Y para muestra sobra un botón. ¿Qué ha pasado en un país como Italia, la nación que ha batido récords en muertes por la enfermedad y que hoy es un espejo en el que ninguna nación quisiera mirarse por, justamente, haber apostado a desarrollar una salud para ricos, bien prendidos los motores de la excelencia, la competitividad, el máximo lucro, etcétera, etcétera, y sin dudas produciendo exorbitantes ingresos para elites médicas y empresariales? Transcribo, a continuación, unos datos aportados por el sitio quotidianosanita.it, a su vez citados por el filósofo italiano Franco Bifo Berardi en un reciente artículo titulado “Crónica de la psicodeflación”: “En 2007 el Servicio Sanitario Nacional público podía contar con 334 departamentos de emergencia-urgencia (DEA) y 530 de primeros auxilios. Pues bien, diez años después la dieta ha sido drástica: 49 DEA fueron cerrados (-14%) y 116 primeros auxilios ya no existen (-22%). Pero el recorte más evidente está en las ambulancias, tanto las del Tipo A (emergencia) como las del Tipo B (transporte sanitario). En 2017 tenemos que las de Tipo A fueron reducidas 4% en comparación con diez años antes, mientras que las de Tipo B fueron reducidas a la mitad (-52%). También es para tener en cuenta cómo han disminuido drásticamente las ambulancias con médico a bordo: en 2007 el médico estaba presente en 22% de los vehículos, mientras que en 2017 sólo en 14,7%. Las unidades móviles de reanimación también se redujeron en 37% (eran 329 en 2007, son 205 en 2017). El ajuste también ha afectado a los hogares de ancianos privados, que, en cualquier caso, tienen muchas menos estructuras y ambulancias que los hospitales públicos [...] A partir de los datos se puede ver cómo ha habido una contracción progresiva de las camas a escala nacional, mucho más evidente y relevante en el número de camas públicas en comparación con la proporción de camas administradas de forma privada: el recorte de 32.717 camas totales en siete años remite principalmente al servicio público, con 28.832 camas menos que en 2010 (-16,2%), en comparación con 4.335 camas menos que el servicio privado (-6,3%)”.

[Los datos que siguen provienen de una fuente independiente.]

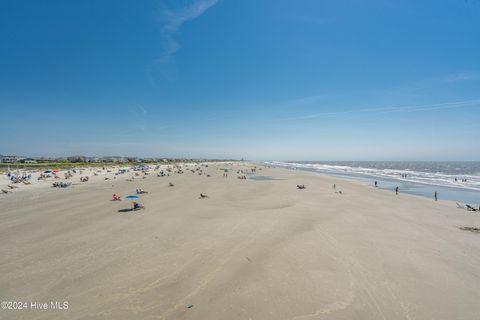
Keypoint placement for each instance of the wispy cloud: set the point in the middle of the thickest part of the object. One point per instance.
(171, 19)
(395, 109)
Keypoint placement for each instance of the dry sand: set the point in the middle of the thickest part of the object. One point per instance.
(252, 250)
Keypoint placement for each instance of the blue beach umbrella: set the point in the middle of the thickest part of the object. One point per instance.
(131, 198)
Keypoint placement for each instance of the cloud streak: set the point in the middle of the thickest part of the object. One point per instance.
(396, 109)
(171, 20)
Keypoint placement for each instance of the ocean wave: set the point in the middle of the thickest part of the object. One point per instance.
(429, 176)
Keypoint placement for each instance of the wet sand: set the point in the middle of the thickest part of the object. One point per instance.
(255, 249)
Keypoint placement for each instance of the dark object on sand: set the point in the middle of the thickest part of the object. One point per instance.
(470, 208)
(472, 229)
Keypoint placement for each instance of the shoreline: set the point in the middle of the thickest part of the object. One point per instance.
(259, 249)
(422, 189)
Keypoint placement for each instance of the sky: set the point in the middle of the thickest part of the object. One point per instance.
(262, 80)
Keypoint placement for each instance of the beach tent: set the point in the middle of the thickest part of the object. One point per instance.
(131, 197)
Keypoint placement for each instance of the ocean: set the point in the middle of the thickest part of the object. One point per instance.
(455, 180)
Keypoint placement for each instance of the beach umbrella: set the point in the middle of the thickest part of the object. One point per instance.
(131, 198)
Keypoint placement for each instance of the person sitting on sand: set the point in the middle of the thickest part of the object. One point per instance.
(138, 206)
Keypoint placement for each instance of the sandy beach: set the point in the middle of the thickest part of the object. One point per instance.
(254, 249)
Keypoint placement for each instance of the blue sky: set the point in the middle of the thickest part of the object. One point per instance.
(287, 80)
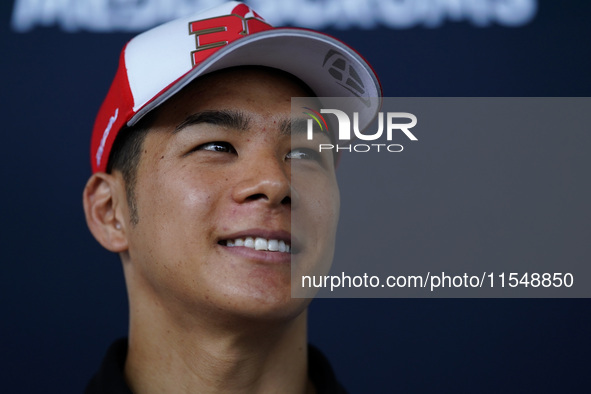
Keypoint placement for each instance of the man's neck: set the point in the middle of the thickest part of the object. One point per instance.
(242, 357)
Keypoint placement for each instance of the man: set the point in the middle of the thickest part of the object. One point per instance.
(193, 171)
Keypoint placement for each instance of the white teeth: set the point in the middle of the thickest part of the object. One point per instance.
(258, 243)
(249, 242)
(273, 245)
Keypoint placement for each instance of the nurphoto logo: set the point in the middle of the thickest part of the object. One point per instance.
(395, 122)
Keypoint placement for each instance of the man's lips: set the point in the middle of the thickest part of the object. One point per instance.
(261, 240)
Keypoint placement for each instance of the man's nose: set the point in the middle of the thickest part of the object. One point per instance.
(264, 178)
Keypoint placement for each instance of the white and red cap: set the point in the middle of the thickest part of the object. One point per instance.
(158, 63)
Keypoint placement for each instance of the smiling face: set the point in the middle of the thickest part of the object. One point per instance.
(215, 199)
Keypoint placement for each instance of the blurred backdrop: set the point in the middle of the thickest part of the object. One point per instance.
(63, 296)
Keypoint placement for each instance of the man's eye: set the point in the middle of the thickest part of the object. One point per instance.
(217, 146)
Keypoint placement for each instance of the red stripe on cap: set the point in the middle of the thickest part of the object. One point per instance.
(114, 113)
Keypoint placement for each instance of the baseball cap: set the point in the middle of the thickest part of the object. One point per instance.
(158, 63)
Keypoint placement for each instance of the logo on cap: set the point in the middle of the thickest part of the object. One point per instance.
(213, 33)
(344, 73)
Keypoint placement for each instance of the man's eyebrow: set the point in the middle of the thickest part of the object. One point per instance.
(294, 126)
(225, 118)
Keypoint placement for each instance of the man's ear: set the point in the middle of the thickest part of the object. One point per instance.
(105, 205)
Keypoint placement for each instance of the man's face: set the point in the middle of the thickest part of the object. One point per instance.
(215, 175)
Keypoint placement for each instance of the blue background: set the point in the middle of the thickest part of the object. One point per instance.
(63, 296)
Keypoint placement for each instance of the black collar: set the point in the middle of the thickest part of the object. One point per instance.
(110, 378)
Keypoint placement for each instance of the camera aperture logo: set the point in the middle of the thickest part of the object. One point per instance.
(348, 131)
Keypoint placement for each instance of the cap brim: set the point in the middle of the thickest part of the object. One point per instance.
(329, 67)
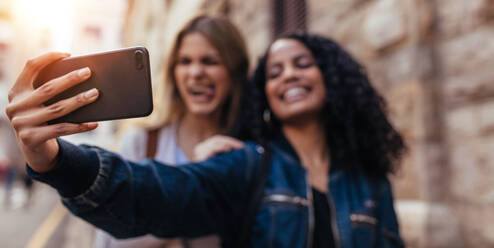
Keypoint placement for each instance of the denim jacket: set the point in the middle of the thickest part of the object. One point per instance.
(130, 199)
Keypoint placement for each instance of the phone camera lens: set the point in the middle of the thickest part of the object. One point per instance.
(138, 55)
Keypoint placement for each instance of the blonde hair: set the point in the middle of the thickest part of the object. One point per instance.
(227, 39)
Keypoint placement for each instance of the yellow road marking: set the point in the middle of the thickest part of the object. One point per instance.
(48, 227)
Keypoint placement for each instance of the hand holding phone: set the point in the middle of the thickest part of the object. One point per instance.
(122, 78)
(28, 116)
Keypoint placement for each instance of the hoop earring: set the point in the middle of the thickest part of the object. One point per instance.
(266, 115)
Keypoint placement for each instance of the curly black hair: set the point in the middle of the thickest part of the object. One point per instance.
(359, 133)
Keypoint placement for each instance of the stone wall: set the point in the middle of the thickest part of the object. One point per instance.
(432, 60)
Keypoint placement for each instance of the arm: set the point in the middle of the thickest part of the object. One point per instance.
(129, 199)
(216, 145)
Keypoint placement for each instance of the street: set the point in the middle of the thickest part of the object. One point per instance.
(44, 222)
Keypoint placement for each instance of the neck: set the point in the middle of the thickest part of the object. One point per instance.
(193, 129)
(309, 141)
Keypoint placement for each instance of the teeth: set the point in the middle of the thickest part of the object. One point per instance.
(294, 92)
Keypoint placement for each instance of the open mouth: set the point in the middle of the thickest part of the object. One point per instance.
(202, 92)
(295, 93)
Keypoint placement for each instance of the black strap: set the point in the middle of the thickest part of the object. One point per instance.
(152, 143)
(257, 184)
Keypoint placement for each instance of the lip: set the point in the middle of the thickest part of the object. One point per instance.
(294, 92)
(201, 93)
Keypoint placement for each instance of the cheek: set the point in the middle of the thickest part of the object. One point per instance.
(269, 89)
(222, 81)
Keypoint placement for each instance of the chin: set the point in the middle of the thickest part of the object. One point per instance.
(202, 110)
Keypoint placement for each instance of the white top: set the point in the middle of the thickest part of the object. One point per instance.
(132, 146)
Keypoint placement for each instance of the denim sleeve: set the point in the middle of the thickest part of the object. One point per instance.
(388, 222)
(130, 199)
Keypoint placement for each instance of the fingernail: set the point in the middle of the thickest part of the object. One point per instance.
(91, 93)
(84, 72)
(91, 125)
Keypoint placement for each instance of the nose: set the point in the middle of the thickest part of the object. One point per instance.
(195, 70)
(290, 74)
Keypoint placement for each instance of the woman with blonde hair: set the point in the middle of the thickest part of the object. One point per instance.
(198, 97)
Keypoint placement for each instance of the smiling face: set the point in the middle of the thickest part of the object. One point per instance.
(294, 84)
(202, 79)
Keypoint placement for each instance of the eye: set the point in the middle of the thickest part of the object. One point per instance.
(210, 61)
(304, 62)
(274, 72)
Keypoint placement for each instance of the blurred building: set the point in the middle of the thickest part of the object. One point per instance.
(431, 59)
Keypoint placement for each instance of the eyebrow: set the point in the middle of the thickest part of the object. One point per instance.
(296, 57)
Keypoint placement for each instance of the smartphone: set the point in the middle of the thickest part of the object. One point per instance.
(122, 78)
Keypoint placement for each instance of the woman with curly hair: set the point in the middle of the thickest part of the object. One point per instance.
(317, 176)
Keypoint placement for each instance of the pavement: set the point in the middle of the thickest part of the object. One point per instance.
(41, 221)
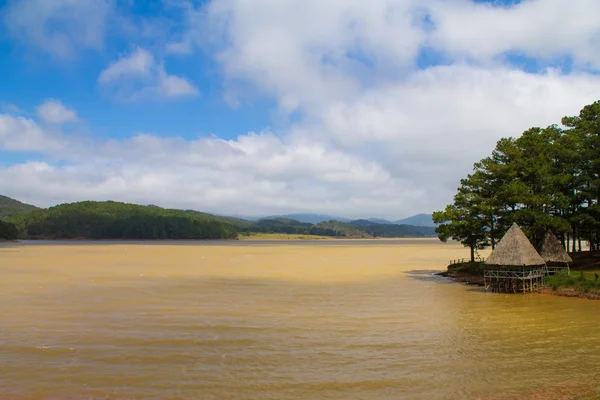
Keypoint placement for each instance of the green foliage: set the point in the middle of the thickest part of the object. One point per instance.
(354, 229)
(114, 220)
(8, 231)
(11, 207)
(337, 228)
(394, 230)
(278, 225)
(546, 179)
(578, 282)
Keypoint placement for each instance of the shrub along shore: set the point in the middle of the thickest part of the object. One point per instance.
(582, 282)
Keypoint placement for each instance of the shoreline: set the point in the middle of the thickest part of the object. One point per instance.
(474, 279)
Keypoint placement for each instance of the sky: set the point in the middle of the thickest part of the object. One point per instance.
(351, 108)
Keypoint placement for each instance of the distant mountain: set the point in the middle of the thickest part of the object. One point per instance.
(380, 221)
(11, 207)
(365, 222)
(309, 218)
(418, 220)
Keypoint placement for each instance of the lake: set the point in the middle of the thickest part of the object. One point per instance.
(303, 320)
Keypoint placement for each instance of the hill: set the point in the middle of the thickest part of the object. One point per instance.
(115, 220)
(278, 225)
(309, 218)
(11, 207)
(418, 220)
(338, 228)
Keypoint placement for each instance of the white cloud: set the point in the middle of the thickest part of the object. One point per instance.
(540, 29)
(52, 111)
(10, 108)
(137, 75)
(25, 135)
(375, 134)
(58, 27)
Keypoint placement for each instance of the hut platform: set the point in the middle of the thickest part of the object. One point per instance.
(525, 280)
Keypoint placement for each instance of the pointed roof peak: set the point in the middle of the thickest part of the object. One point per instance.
(515, 250)
(553, 251)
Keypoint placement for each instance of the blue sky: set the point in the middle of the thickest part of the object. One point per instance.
(352, 108)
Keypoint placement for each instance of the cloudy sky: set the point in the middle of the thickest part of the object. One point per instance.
(251, 107)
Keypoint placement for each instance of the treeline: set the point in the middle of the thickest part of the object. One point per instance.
(115, 220)
(353, 229)
(546, 179)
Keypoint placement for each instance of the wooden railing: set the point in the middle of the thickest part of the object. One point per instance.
(466, 260)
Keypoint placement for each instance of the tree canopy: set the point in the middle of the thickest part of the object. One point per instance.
(545, 179)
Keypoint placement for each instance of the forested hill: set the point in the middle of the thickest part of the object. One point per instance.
(11, 207)
(355, 229)
(114, 220)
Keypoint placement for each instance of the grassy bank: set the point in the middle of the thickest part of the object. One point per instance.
(471, 273)
(583, 281)
(576, 284)
(280, 236)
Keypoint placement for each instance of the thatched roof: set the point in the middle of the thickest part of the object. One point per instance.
(515, 250)
(552, 250)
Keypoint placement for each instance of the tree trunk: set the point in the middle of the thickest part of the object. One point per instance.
(492, 233)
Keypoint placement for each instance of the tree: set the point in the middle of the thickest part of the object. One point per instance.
(462, 221)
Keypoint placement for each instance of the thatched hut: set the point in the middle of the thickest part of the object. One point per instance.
(515, 250)
(555, 255)
(514, 265)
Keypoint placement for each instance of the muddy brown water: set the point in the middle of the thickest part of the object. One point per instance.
(303, 320)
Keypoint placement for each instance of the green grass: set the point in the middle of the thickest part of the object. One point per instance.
(279, 236)
(475, 268)
(582, 281)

La batalla contra el virus ya, antes de comenzar en los hospitales o en las calles, implica también una batalla contra el miedo que sentimos como seres aislados y la anulación de la política. Por eso la inmediatez notera del thriller televisivo, el testimonio “directo” de las redes sociales y el obsceno conteo diario de muertos deben ceder a la reflexión y el debate público: sólo superamos el nivel de la mera corporeidad –la imbecilidad, según Aristóteles– cuando nos volvemos seres políticos. En ese sentido, y ya de cara a la realidad uruguaya –creo, bastante mejor que la italiana– somos conscientes de que, en buena medida, nuestros derechos han podido ser vulnerados toda vez que los sistemas educativos y de salud se han mercantilizado; cuando, por ejemplo, se aceptaban las voraces reivindicaciones de las asociaciones anestésico-quirúrgicas, o cuando debemos aceptar sin chistar pagar miles de dólares por una cirugía de primer nivel porque el pago de 40 años seguidos del seguro mutual sólo nos cubre una opción claramente obsoleta. Sin embargo, como seres políticos y activos en lucha por nuestros derechos, sabemos –a pesar de los pesares– que hemos podido defender en Uruguay uno de los sistemas de salud mejor preparados para soportar emergencias como la que hoy vivimos.

Algo está sucediendo –algo tan imprevisto como cualquier otra catástrofe natural– que puede hacer cambiar el interregno en el que se ha desenvuelto la política uruguaya de las últimas décadas ante el avance del neoliberalismo. Quienes están en mejores condiciones de hacerlo no pueden haber sucumbido totalmente a la inacción y la sujeción que nos confiere la individualidad de nuestros cuerpos y el reducto familiar; debemos ser lo más fieles posible a una tradición que largamente nos caracteriza de creer en la política –esto es, de lo que incumbe a lo común, a la polis– y alentar creativamente nuevas formas de hacerlo realidad, acaso más radicales y comunitarias que nunca. Esa lucha por lo común, que hasta los propios comunistas no se sentían ya con fuerza siquiera de mencionar, vino a ponerla en el orden del día un virus. Así es la dialéctica, diría Karl Marx.

José Stagnaro es magíster en Ciencias Humanas y docente de Formación en Educación.